Van Der Wielen Marie, Vertruyen André, Froesner G, Ibáñez Rubén, Hunt Marjory, Herzog Christian, Van Damme Pierre
University of Antwerp, Antwerp, Belgium.
Pediatr Infect Dis J. 2007 Aug;26(8):705-10. doi: 10.1097/INF.0b013e31806215c8.
The availability of pediatric formulations of hepatitis A virus (HAV) vaccines would facilitate the introduction of universal mass vaccination against HAV. The objective of this study was to compare a pediatric dose (0.25 mL) of Epaxal, a virosomal, aluminum-free HAV vaccine, to 0.5 mL standard dose, and to alum-adsorbed HAV vaccine.

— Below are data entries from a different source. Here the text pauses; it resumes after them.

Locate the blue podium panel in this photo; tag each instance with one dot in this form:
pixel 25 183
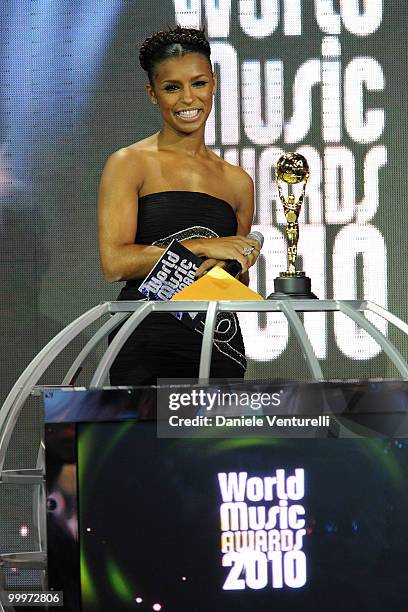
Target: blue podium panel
pixel 193 524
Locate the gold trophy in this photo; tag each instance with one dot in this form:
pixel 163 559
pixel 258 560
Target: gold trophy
pixel 292 168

Subjects aged 1-16 years, stratified for age, were randomized (2:2:1) into group A (0.25 mL Epaxal), group B (0.5 mL Epaxal), or group C (Havrix Junior). Vaccines were administered at months 0, 6. Seroprotection rates (>or=10 mIU/mL anti-HAV antibodies) were assessed for noninferiority, defined as lower limit of 1-sided 97.5% CI >-10%. Incidence of local solicited adverse events and unsolicited adverse events were recorded.

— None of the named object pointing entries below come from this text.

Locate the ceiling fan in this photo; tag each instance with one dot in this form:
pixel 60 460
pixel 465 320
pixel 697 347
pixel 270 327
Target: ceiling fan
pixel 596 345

Mean age of 308 enrolled subjects was 8.9 years (range, 1.0-17.0 years). All 3 vaccines were highly immunogenic. Noninferiority of group A versus group B and group C with regard to seroprotection was demonstrated after both vaccine doses for the entire study group and for all age subgroups (11-23 months, 2-4, 5-7, 8-10, 11-13, 14-16 years). One month after first vaccination, geometric mean antibody concentrations were 69.0, 83.5, and 50.5 mIU/mL for the 3 groups, respectively (A versus B, P = 0.0208; A versus C, P = 0.0015). Local injection site pain occurred more frequently in group C than in groups A and B. No subjects withdrew from study or reported any vaccine-related serious adverse event.

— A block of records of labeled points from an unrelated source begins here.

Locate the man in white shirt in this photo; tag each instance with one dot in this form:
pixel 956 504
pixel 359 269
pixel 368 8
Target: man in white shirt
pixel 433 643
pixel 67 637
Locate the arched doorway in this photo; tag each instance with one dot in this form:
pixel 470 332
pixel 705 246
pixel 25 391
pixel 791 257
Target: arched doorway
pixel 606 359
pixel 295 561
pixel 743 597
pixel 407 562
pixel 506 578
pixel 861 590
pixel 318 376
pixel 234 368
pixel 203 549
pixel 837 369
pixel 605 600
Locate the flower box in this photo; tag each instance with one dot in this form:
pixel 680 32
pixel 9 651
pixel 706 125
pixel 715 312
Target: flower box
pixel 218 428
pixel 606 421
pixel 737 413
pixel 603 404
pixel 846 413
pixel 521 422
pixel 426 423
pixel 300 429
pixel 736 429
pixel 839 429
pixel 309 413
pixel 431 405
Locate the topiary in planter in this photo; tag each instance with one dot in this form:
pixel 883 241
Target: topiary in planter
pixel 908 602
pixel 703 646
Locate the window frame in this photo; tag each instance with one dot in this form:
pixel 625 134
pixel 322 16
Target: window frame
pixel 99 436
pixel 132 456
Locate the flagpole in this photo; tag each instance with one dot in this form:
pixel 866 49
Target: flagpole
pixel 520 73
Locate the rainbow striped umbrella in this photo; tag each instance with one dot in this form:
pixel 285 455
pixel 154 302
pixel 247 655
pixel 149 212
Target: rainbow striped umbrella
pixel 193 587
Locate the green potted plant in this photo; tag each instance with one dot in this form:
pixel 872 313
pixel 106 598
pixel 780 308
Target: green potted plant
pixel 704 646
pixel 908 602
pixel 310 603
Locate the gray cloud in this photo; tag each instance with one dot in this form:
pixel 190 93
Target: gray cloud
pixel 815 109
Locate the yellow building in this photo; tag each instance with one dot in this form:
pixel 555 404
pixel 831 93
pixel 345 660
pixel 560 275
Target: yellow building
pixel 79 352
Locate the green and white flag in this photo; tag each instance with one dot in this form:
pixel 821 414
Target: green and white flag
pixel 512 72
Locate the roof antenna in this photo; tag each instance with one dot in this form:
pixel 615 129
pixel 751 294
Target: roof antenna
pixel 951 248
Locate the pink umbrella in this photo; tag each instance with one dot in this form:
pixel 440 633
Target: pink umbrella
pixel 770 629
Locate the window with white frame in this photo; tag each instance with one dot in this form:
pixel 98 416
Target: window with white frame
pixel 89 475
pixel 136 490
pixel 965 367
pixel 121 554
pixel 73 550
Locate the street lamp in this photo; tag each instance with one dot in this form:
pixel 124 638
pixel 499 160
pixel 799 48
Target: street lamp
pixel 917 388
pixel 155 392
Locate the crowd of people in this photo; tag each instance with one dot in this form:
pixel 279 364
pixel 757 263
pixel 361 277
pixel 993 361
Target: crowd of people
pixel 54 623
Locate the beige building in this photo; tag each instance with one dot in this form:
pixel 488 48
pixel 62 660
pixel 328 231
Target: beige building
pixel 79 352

In children aged 1-16 years, 0.25 mL dose of Epaxal is as immunogenic as standard 0.5 mL dose and Havrix Junior. The aluminum-free vaccine compares favorably to comparator vaccine regarding local reactogenicity.
甲型肝炎病毒(HAV)疫苗儿科剂型的可获得性将有助于推行针对HAV的普遍大规模疫苗接种。本研究的目的是比较儿科剂量(0.25 mL)的Epaxal(一种无铝的病毒体HAV疫苗)与0.5 mL标准剂量以及吸附明矾的HAV疫苗。
将1至16岁的受试者按年龄分层,随机(2:2:1)分为A组(0.25 mL Epaxal)、B组(0.5 mL Epaxal)或C组(Havrix Junior)。疫苗在0、6个月时接种。评估血清保护率(抗-HAV抗体≥10 mIU/mL)的非劣效性,定义为单侧97.5%置信区间下限>-10%。记录局部主动报告的不良事件和非主动报告的不良事件的发生率。
308名入组受试者的平均年龄为8.9岁(范围1.0 - 17.0岁)。所有三种疫苗均具有高度免疫原性。在整个研究组以及所有年龄亚组(11 - 23个月、2 - 4岁、5 - 7岁、8 - 10岁、11 - 13岁、14 - 16岁)的两剂疫苗接种后,均证明A组相对于B组和C组在血清保护方面具有非劣效性。首次接种疫苗1个月后,三组的几何平均抗体浓度分别为69.0、83.5和50.5 mIU/mL(A组与B组比较,P = 0.0208;A组与C组比较,P = 0.0015)。C组局部注射部位疼痛的发生频率高于A组和B组。没有受试者退出研究或报告任何与疫苗相关的严重不良事件。
在1至16岁儿童中,0.25 mL剂量的Epaxal与标准的0.5 mL剂量以及Havrix Junior具有相同的免疫原性。在局部反应原性方面,这种无铝疫苗优于对照疫苗。